Pre-pregnancy Counselling Information Sheet
In general, YOU control your diabetes, reduce symptoms and reduce the chance of long-term complications of your diabetes. It is important to avoid an unplanned pregnancy. Good blood sugar control before conception and throughout pregnancy reduces the risk of miscarriage, congenital malformation and stillbirth and complications for the baby after delivery. In pregnancy we recommend even better diabetic control than at other times in your life.
Early on in pregnancy, high sugar levels can increase the chance of congenital malformation in your baby. This is where the baby is born with an abnormality, most are minor but some can be serious. 2% of all pregnancies can be complicated by congenital malformation and this risk is increased when you have diabetes. The risks are partly associated with sugar control at the time you fall pregnant. We aim for sugar control better than HbA1c (average sugar) 6.5% to 7.0%. Women with HbA1c (average sugar) above 10% should avoid pregnancy. Any reduction in HbA1c may reduce risks.
We suggest you take Folic Acid 5 mg daily before conception and continued until 14 weeks of pregnancy.
In addition to the routine scan that all mothers are offered, we would suggest you have an additional scan at 22 weeks pregnancy to look at your baby’s heart.
Later on in pregnancy, we are more concerned about your baby’s growth.
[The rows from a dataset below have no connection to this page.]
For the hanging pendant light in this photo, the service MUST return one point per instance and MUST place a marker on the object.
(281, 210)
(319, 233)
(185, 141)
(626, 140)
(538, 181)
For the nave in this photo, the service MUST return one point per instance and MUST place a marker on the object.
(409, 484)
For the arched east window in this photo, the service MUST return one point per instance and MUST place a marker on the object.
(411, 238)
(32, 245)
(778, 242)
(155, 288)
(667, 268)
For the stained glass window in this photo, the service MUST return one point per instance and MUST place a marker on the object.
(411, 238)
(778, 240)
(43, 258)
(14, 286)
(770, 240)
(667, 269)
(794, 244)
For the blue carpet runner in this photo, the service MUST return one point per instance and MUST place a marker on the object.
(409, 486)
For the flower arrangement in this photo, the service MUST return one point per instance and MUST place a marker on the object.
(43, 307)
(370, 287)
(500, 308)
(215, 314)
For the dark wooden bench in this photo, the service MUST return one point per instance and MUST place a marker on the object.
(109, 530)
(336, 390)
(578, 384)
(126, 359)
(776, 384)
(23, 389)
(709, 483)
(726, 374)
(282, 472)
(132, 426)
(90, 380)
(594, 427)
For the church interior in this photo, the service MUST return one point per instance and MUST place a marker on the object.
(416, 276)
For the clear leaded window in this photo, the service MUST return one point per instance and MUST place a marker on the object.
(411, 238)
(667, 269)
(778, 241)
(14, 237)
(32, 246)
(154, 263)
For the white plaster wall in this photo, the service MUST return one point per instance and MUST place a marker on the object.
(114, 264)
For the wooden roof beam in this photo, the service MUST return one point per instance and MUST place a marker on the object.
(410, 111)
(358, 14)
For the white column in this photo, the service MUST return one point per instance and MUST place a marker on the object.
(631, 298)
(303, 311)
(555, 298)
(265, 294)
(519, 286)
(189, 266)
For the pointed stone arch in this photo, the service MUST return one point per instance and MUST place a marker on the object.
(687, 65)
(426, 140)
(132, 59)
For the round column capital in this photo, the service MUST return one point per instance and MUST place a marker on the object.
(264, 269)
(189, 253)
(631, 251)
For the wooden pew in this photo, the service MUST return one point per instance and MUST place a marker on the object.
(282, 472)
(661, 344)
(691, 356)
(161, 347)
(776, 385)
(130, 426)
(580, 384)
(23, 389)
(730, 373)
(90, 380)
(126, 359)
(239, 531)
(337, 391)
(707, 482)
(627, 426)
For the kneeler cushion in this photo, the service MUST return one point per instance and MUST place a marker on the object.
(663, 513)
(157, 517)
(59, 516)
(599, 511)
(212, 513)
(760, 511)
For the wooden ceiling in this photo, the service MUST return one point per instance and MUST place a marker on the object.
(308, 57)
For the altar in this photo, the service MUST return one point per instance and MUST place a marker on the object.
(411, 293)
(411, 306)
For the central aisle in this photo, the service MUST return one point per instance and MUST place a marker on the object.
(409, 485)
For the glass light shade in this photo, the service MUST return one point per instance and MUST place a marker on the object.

Your baby could grow too large if your blood sugar is high. This extra weight is not good weight and represents too much fat rather than muscle and bone. We therefore continue to aim for tight sugar control throughout pregnancy and we also suggest extra scans to check on your baby’s growth in the last 3rd of pregnancy.
Sometimes, your baby’s growth can be excessive even when the sugar control is good. This is why we recommend delivery of your baby before 39 weeks of pregnancy.
After delivery, your baby will not be diabetic. In fact, after delivery, the baby’s blood sugar can go low. This will require special monitoring. Your baby may well have to go to a special care baby unit if his or her sugar falls or if his or her breathing is not good; for most infants this is only for a short time.
Mothers with diabetes are slightly more likely to have blood pressure of pregnancy. This is especially the case of the blood pressure is high before pregnancy or if there is any protein in the urine. In this case, we suggest extra scan to look at the blood flow to your baby at about 22-24 weeks pregnancy.
At the end of any pregnancy, there is a small chance of your baby suddenly becoming ill. This is a very rare event, but slightly more likely when you have diabetes. We cannot predict this with any certainty. We therefore suggest that as a diabetic mother, you deliver before 39 weeks of pregnancy. This is something we would very much want to discuss with you in the last 3rd of pregnancy.
We can still aim for a vaginal delivery. However, when labour is induced at 39 weeks pregnancy, there is an increased chance that the womb is not ready to contract so there is an increased risk of Caesarean section.
If you have complications of diabetes such as retinopathy (diabetes in the eye) or nephropathy (diabetes in the kidney) these can worsen in pregnancy. We therefore need to seek them more carefully in pregnancy and treat them as needs be.
All insulins appear safe in pregnancy. Insulin does not cross the placenta. However, we have less long-term experience of some of the newer insulins. They may allow mothers to improve their glucose control with less risk of hypoglycaemia which reduces the risk of congenital malformation (see above). Therefore, if diabetes is well controlled taking newer insulin, it would seem sensible to continue with that insulin.
In the first trimester of pregnancy there is a greater risk of hypoglycaemia and hypoglycaemic unawareness.
In the early stages of pregnancy, morning sickness (nausea and vomiting) may also effect your diabetic control
We recommend more frequent checking of blood sugar through pregnancy to ensure sugars are kept as low as possible without hypoglycaemia. The need for insulin may increase three times during the pregnancy. This is quite normal.
You may need insulin into a vein throughout labour.
After delivery, there is a risk of hypoglycaemia and therefore we will adjust your medications. This is especially true when breast-feeding and therefore you should have some food before or during breast-feeding.
In the long-term your diabetes will not worsen because you have had children.
It is important that your diabetes continues to be checked in the Adult Diabetes Clinic after your baby is born.